The dead included three civilians, one of whom was shot dead in a bus stand and two others who were killed in a hospital near the police complex. Three Home Guards in the complex were also killed. Police officials admitted the complex was a soft target.
"We were hit by a burst of gunfire. I was hit on the shoulder," said a police sub-inspector in the morning as he was taken to a hospital. "They are firing indiscriminately every five minutes." The clearly well-planned attack took the small town of Dinanagar by surprise. Gurdaspur district borders Pakistan on one side and Jammu and Kashmir on the other. In New Delhi, Prime Minister Narendra Modi soon went into a huddle with senior ministers. The terrorists first hijacked a passing car on the outskirts of Dinanagar after shooting its driver. They then drove into the town, shot dead a man near the bus stand and then fired at a Punjab Roadways bus packed with passengers. But its driver, Nanak Chand, did not panic and instead scared the terrorists by driving towards them. As the gunmen moved back, the driver swerved the bus and drove it away.

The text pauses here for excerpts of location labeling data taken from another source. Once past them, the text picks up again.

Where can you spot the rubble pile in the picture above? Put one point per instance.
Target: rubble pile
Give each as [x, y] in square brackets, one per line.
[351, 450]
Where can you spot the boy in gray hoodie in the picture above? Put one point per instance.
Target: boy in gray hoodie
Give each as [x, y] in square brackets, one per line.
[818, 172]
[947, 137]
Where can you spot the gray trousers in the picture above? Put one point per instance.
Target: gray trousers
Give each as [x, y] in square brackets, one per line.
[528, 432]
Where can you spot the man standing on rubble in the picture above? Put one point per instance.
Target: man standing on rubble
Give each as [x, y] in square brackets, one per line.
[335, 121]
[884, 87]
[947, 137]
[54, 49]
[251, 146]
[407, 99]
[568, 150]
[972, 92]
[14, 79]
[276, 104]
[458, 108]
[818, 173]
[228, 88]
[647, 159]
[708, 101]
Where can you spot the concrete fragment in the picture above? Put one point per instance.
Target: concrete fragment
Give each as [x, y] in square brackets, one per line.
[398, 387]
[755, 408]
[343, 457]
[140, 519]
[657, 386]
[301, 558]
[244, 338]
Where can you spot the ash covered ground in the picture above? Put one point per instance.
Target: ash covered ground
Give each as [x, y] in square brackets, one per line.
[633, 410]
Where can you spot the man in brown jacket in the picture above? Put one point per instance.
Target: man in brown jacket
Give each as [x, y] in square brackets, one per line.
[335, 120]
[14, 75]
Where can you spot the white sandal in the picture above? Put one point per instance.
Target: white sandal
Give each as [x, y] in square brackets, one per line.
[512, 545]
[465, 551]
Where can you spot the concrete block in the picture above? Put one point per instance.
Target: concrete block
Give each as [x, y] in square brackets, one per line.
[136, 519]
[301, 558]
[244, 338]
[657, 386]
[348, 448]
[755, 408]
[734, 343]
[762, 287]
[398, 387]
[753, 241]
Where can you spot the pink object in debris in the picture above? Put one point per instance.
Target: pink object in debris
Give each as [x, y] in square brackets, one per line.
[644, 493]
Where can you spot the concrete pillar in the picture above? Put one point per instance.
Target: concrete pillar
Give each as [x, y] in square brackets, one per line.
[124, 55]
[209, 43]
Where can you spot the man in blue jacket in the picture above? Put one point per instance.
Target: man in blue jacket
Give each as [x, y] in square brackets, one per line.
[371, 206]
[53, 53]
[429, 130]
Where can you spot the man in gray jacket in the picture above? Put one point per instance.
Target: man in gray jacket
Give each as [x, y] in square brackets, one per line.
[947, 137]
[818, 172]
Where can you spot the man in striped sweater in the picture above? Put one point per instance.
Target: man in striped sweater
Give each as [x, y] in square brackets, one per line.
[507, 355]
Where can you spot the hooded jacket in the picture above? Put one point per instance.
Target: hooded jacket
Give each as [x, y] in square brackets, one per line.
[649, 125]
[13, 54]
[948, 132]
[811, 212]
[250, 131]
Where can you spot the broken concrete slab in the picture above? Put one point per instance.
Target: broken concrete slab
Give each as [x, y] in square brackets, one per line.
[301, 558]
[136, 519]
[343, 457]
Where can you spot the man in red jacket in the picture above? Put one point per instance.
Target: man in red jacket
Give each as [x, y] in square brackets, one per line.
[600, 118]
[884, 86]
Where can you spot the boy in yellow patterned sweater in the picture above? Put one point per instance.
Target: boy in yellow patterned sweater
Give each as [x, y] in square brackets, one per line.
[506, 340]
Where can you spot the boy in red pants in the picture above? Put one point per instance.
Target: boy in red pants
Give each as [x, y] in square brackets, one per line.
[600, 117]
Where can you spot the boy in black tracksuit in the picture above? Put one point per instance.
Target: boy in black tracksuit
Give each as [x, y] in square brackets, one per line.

The gunmen then stormed the police complex. As panic gripped Dinanagar, police and troops from a nearby army unit quickly surrounded the complex. But police officials said that it was the Punjab Police which battled the terrorists.
The army's Special Forces and the National Security Guard provided the second ring of security. Television crews were told not to provide live footage of the fighting. That the terror attack was multi-pronged was evident from the recovery of five bombs on the Amritsar-Pathankot rail track. The discovery took place minutes before a passenger train was to cross the section.